Authors: Elizabeth Haydon
Even consciously knowing that, in the end, their successful achievement of it would exterminate their race as well.
So the slings and thrown hammers made little or no impact on the titan as it blasted through the breastworks at the foot of Grivven Peak, tore through the battle wagons, and snapped the backs of horses and Bolg alike.
Charging onward toward the systems of air intake and the venting of forge-fire smoke that were the infrastructure of a civilization carved from an unforgiving mountain range. Places that were too high for a humanoid to climb, too deep for one to survive a fall from, too hot to keep flesh from melting.
But to which a stone statue was impervious.
After more than a night's span of hours, Faron found it.
A winding tunnel in the back of the mountain: an air return, from the look of it.
Faron had made the climb without much effort; his body of Living Stone felt traces of life in the stone in places of earth that had not seen the light, leaving it still fresh, still humming with at least a little animation. The element of earth welcomed him, so it had not taken much effort to follow a twisting and confusing series of tunnels down to a mysterious central corridor, a circular meeting room with the image of a dark hand pressed into the wall.

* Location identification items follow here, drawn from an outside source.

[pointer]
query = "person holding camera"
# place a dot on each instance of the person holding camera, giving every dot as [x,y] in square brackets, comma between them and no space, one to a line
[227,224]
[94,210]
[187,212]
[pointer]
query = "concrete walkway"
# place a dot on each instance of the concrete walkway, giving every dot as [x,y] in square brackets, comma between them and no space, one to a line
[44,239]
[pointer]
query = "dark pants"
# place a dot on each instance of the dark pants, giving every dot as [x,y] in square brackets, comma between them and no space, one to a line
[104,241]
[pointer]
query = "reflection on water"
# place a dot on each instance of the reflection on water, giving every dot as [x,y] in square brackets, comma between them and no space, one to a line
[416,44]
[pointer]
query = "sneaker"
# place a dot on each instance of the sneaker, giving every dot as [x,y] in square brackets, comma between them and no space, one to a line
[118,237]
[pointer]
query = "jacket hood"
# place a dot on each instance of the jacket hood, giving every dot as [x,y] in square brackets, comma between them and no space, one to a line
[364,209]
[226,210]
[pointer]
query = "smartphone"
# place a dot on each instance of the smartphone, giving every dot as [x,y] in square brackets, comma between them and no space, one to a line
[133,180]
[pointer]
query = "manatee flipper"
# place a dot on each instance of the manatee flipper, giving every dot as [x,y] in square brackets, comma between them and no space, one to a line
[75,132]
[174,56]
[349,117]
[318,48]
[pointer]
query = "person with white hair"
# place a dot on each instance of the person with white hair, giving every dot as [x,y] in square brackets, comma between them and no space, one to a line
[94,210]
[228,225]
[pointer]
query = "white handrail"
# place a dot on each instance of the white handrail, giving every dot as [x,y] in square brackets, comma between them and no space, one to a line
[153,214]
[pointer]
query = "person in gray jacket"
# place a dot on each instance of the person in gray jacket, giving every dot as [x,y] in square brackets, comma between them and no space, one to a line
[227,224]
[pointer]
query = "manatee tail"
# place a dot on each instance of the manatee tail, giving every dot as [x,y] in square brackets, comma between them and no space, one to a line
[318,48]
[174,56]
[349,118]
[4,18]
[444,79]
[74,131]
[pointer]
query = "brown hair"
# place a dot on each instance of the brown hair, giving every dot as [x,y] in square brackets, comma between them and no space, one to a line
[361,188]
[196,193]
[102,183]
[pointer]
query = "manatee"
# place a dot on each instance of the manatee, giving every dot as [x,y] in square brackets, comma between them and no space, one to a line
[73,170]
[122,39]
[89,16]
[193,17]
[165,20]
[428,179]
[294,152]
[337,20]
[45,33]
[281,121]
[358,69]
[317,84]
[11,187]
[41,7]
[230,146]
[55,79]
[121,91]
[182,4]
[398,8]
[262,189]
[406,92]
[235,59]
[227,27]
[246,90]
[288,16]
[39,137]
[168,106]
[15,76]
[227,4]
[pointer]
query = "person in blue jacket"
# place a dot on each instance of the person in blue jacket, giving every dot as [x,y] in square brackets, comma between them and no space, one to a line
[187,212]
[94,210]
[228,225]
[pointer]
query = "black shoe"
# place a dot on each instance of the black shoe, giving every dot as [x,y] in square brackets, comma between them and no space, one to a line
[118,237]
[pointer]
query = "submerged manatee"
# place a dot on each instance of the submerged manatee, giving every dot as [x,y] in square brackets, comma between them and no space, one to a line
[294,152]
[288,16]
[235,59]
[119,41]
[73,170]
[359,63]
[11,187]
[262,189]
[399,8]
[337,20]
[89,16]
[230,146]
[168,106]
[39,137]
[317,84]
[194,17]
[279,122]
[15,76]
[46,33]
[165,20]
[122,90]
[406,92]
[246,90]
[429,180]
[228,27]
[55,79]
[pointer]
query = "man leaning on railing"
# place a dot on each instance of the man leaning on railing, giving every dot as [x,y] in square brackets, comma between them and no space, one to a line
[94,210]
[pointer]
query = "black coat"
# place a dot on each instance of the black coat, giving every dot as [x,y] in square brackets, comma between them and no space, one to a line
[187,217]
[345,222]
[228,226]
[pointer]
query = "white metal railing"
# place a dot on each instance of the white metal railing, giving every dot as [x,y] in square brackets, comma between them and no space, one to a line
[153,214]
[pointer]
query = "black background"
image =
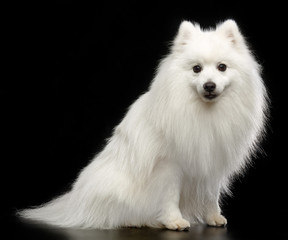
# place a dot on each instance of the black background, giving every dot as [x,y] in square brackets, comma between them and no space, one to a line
[72,72]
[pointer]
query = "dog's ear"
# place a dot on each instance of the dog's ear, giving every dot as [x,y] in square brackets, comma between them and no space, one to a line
[184,35]
[231,31]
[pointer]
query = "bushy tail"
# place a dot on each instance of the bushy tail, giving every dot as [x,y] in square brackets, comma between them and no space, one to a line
[54,212]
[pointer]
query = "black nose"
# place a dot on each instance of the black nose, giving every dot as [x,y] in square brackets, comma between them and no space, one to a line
[209,86]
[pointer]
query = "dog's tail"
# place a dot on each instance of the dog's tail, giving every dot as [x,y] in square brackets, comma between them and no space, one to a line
[55,212]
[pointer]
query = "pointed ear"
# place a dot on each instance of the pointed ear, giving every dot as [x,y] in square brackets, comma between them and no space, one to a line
[185,34]
[230,30]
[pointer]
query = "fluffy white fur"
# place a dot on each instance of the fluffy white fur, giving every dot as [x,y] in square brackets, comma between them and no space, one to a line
[175,152]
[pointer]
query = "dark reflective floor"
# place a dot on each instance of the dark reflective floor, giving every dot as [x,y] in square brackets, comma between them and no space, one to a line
[25,230]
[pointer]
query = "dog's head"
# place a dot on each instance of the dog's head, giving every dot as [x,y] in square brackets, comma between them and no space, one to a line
[212,60]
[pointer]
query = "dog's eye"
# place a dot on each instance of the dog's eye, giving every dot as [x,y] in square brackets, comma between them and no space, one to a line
[222,67]
[197,68]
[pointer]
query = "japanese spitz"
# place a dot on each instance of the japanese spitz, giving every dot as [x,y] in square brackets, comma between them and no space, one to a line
[177,149]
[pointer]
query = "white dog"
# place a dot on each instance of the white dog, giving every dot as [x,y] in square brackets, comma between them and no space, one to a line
[179,145]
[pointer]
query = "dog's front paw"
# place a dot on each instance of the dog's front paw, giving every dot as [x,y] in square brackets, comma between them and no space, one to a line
[216,220]
[178,224]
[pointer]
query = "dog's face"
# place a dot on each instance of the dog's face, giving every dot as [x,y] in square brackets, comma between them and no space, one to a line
[209,58]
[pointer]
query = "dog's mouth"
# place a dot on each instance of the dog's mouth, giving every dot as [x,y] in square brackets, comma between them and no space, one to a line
[210,95]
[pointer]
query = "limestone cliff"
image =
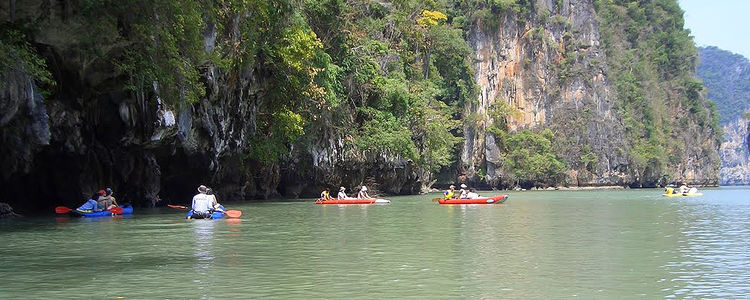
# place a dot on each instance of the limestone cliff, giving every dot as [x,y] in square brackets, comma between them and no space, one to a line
[554,70]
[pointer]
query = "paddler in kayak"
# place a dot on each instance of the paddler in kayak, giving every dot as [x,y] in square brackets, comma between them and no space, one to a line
[202,204]
[463,192]
[325,195]
[450,192]
[91,204]
[109,201]
[342,195]
[363,193]
[214,203]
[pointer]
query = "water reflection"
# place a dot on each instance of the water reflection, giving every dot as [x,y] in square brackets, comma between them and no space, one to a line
[203,237]
[712,257]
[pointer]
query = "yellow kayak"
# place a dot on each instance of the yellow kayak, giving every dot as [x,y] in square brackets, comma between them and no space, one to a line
[683,195]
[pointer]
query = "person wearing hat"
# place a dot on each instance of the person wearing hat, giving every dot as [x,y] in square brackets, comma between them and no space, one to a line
[363,193]
[214,203]
[342,195]
[109,200]
[449,193]
[325,195]
[90,205]
[202,204]
[463,193]
[101,202]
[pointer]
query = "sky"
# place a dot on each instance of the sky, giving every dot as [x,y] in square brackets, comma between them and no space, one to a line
[721,23]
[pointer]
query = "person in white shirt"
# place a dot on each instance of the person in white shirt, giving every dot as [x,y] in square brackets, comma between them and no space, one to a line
[202,204]
[342,195]
[363,193]
[463,194]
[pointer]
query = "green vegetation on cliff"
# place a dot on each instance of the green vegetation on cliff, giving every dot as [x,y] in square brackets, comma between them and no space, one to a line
[385,79]
[651,59]
[727,77]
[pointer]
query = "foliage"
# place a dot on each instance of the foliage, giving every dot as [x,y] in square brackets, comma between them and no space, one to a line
[16,53]
[727,79]
[648,49]
[529,158]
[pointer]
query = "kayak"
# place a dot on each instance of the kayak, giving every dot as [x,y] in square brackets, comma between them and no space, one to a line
[354,201]
[126,210]
[683,195]
[215,215]
[485,200]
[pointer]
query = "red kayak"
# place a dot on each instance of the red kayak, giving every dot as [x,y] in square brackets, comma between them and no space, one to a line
[490,200]
[354,201]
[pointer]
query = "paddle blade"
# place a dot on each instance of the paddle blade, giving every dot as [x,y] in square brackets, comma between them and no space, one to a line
[62,210]
[233,213]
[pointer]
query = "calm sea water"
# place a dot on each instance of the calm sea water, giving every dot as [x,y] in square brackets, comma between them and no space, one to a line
[541,244]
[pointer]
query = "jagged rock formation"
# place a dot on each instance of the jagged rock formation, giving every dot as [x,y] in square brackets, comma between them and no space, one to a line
[727,78]
[735,157]
[555,71]
[550,63]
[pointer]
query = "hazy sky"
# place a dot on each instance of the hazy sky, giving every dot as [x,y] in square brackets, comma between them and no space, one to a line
[721,23]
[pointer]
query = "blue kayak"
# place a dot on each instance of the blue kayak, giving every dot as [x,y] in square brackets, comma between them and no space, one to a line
[126,210]
[215,215]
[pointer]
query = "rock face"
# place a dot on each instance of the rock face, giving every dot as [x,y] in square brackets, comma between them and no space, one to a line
[735,157]
[91,135]
[554,71]
[727,78]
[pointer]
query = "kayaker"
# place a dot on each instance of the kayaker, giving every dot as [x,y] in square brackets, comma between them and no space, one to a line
[214,203]
[693,190]
[450,192]
[462,192]
[363,193]
[101,201]
[202,204]
[342,195]
[109,201]
[90,205]
[325,195]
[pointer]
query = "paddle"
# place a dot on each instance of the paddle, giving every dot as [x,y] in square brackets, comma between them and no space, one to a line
[62,210]
[65,210]
[230,213]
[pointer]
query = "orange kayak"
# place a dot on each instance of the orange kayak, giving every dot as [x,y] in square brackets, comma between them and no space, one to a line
[490,200]
[354,201]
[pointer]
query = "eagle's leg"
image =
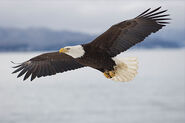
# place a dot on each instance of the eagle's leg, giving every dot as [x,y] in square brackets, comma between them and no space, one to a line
[109,74]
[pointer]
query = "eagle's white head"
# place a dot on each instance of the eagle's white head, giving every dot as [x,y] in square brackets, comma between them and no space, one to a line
[74,51]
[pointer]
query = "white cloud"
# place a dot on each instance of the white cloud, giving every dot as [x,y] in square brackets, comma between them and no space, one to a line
[85,16]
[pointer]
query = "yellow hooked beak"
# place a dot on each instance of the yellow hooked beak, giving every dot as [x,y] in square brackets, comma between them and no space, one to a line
[63,50]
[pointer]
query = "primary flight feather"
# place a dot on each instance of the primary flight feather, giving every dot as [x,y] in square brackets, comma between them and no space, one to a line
[101,53]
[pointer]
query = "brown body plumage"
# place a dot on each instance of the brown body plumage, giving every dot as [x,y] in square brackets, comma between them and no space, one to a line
[99,53]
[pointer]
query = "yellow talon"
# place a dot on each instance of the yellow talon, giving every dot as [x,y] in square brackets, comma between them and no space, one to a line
[112,73]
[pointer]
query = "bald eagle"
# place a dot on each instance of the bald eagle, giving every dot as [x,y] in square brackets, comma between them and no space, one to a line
[101,53]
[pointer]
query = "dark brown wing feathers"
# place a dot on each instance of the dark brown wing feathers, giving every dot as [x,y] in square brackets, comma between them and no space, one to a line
[46,64]
[124,35]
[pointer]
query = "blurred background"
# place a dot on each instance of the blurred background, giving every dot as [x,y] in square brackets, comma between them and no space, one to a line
[31,27]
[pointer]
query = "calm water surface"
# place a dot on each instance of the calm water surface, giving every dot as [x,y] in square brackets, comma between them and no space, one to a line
[156,95]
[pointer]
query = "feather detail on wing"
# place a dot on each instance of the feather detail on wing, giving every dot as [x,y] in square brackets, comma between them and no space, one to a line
[124,35]
[46,64]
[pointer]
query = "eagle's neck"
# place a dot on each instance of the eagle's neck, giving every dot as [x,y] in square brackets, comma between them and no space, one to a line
[76,51]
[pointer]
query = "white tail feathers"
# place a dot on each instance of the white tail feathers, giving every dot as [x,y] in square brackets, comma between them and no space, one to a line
[125,69]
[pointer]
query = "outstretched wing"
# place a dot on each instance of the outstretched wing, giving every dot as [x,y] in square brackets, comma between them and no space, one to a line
[47,64]
[124,35]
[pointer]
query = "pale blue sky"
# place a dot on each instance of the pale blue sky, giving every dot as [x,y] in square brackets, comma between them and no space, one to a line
[91,16]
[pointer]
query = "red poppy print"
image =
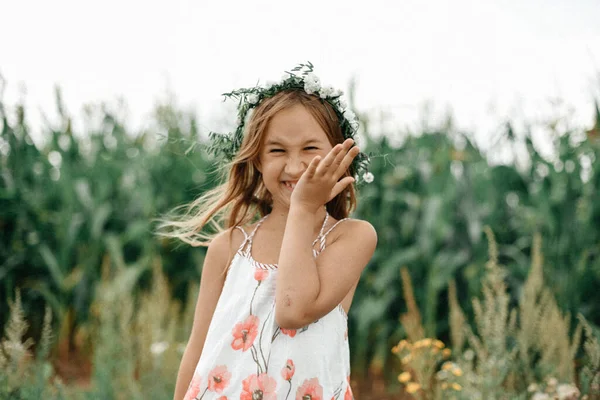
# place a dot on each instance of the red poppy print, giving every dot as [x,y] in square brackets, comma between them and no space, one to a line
[289,332]
[288,371]
[194,388]
[218,379]
[260,387]
[261,274]
[244,333]
[348,394]
[311,389]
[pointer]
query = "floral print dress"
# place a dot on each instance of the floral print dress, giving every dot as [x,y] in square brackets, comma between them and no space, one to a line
[246,356]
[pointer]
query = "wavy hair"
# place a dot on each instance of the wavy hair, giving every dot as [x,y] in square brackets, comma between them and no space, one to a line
[243,197]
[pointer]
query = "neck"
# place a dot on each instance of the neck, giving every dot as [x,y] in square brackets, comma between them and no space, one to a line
[278,217]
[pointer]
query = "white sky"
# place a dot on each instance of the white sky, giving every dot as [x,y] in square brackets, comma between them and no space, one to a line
[485,59]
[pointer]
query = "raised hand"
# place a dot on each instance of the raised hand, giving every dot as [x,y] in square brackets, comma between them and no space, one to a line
[321,182]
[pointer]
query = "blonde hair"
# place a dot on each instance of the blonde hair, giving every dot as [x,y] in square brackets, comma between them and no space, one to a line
[242,196]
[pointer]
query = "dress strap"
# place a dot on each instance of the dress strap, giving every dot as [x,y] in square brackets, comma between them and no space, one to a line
[245,238]
[247,245]
[321,238]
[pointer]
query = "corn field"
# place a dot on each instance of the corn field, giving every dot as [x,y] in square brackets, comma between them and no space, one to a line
[78,211]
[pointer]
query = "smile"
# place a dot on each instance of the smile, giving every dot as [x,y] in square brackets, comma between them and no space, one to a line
[290,185]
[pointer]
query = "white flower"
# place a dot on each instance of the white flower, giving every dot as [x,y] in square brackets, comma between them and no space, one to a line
[540,396]
[337,93]
[368,177]
[327,91]
[349,115]
[532,388]
[552,381]
[312,83]
[268,85]
[158,348]
[252,98]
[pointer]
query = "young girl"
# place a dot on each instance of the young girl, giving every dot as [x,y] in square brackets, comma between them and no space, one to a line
[271,317]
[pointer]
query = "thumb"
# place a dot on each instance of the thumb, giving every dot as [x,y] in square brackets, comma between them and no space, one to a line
[340,186]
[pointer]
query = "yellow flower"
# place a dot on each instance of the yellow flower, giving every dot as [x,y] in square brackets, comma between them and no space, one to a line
[447,366]
[423,343]
[412,387]
[400,346]
[404,377]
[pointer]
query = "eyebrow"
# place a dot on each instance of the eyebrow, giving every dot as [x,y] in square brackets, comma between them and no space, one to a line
[278,143]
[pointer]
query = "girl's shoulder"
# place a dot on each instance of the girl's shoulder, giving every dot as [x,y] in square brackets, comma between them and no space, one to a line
[228,241]
[350,229]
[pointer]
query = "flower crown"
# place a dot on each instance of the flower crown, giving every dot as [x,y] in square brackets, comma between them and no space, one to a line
[300,78]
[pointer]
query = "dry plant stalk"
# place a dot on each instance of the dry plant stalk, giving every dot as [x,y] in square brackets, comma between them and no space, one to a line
[411,320]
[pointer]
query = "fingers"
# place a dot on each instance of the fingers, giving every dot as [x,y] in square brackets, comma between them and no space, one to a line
[340,152]
[312,167]
[347,161]
[340,186]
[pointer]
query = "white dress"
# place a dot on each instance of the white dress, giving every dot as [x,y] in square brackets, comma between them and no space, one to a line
[247,356]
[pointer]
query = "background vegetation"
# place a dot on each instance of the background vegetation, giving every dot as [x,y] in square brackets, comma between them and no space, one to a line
[76,235]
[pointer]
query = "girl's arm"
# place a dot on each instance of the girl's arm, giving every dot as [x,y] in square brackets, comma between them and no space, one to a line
[308,288]
[211,285]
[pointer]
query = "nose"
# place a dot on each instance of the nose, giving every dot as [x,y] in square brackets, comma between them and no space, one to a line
[295,166]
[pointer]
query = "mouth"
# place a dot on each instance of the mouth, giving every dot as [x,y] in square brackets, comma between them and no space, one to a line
[290,184]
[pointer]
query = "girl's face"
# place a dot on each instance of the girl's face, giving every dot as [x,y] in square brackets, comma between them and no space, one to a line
[293,138]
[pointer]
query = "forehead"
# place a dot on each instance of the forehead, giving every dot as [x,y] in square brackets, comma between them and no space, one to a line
[294,125]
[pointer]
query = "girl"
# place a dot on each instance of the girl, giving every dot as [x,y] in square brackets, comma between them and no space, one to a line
[271,316]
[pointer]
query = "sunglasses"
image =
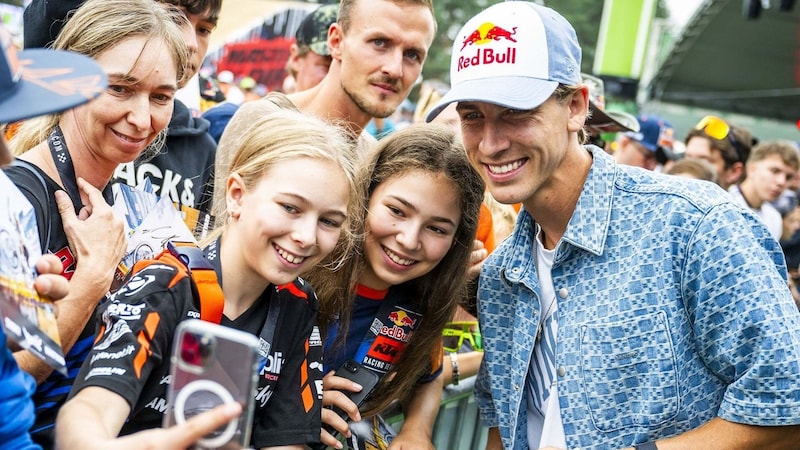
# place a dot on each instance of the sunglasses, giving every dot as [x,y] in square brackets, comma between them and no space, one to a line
[718,129]
[456,333]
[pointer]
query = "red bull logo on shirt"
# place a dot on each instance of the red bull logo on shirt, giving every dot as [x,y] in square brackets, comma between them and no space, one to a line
[402,319]
[485,34]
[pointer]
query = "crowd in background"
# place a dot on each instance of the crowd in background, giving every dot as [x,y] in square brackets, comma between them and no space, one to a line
[352,222]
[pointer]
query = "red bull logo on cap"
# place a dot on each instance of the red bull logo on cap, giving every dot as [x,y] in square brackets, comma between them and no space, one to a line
[486,34]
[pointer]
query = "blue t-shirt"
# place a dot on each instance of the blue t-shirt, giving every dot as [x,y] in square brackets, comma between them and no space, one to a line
[16,406]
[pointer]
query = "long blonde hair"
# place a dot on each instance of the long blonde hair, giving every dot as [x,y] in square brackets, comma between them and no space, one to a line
[99,25]
[289,134]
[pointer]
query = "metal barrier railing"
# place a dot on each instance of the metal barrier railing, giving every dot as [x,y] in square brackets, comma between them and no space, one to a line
[458,425]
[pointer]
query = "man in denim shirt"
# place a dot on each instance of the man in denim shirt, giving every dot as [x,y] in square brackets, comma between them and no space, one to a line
[628,309]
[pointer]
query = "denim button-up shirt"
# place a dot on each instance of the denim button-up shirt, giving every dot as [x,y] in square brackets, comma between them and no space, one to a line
[675,310]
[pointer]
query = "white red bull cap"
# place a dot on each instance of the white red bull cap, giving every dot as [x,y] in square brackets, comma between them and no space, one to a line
[513,54]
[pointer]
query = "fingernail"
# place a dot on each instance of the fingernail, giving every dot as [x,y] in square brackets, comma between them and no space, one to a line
[44,284]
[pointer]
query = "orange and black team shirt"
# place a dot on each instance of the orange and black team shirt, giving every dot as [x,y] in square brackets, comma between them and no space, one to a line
[134,343]
[381,325]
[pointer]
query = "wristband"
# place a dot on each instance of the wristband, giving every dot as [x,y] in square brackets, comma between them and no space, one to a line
[454,363]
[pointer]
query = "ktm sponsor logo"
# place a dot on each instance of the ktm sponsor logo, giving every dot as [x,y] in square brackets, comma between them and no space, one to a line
[396,332]
[402,319]
[385,349]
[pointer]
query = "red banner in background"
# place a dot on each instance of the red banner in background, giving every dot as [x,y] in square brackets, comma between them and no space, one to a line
[263,60]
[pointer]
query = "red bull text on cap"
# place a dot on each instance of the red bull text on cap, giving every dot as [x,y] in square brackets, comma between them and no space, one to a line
[512,54]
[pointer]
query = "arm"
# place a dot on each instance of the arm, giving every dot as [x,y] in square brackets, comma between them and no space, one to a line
[91,419]
[97,238]
[73,432]
[468,364]
[720,434]
[334,395]
[420,416]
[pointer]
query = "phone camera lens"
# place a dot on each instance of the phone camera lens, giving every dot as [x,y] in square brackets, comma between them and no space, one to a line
[206,348]
[190,350]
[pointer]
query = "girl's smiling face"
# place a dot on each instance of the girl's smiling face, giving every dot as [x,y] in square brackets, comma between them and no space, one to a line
[411,224]
[291,219]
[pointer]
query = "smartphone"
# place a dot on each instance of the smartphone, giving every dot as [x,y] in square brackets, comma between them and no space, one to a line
[211,365]
[368,379]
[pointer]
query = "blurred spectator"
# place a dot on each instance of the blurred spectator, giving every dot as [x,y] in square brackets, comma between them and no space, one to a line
[380,127]
[210,93]
[647,147]
[248,86]
[693,168]
[309,58]
[770,167]
[227,84]
[726,147]
[600,120]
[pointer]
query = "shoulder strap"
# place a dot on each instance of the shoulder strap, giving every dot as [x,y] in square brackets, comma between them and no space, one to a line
[189,260]
[44,222]
[202,272]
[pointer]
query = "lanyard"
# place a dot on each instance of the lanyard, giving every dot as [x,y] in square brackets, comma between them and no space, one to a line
[268,329]
[66,170]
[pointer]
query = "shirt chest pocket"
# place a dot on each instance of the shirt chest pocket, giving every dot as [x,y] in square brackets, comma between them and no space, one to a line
[628,372]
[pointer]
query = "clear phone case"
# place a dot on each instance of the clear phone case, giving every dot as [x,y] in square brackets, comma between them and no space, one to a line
[211,365]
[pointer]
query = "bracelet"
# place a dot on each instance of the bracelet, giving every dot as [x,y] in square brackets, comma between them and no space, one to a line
[454,363]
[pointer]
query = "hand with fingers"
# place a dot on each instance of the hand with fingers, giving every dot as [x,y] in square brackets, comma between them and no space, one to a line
[50,283]
[96,236]
[334,395]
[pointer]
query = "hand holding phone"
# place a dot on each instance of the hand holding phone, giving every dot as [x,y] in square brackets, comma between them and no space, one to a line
[357,373]
[213,365]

Hrarfa was overjoyed at the freshness of the stone, still humming with a little of the fire left over from the world's creation.
The statue put its hand, far and away bigger than the image of the hand, on the image and pressed.
Where is the Earthchild?
the titan asked.
The image of the hand began to glow, like coals of a fire that had been refreshed with a touch of breath blown across them.
And finally almost reluctantly illuminated the fourth finger.
One that represented a tunnel pointing toward the south.
Overjoyed, both demonic presences inside the Living Stone body hurried forthwith down the corridor.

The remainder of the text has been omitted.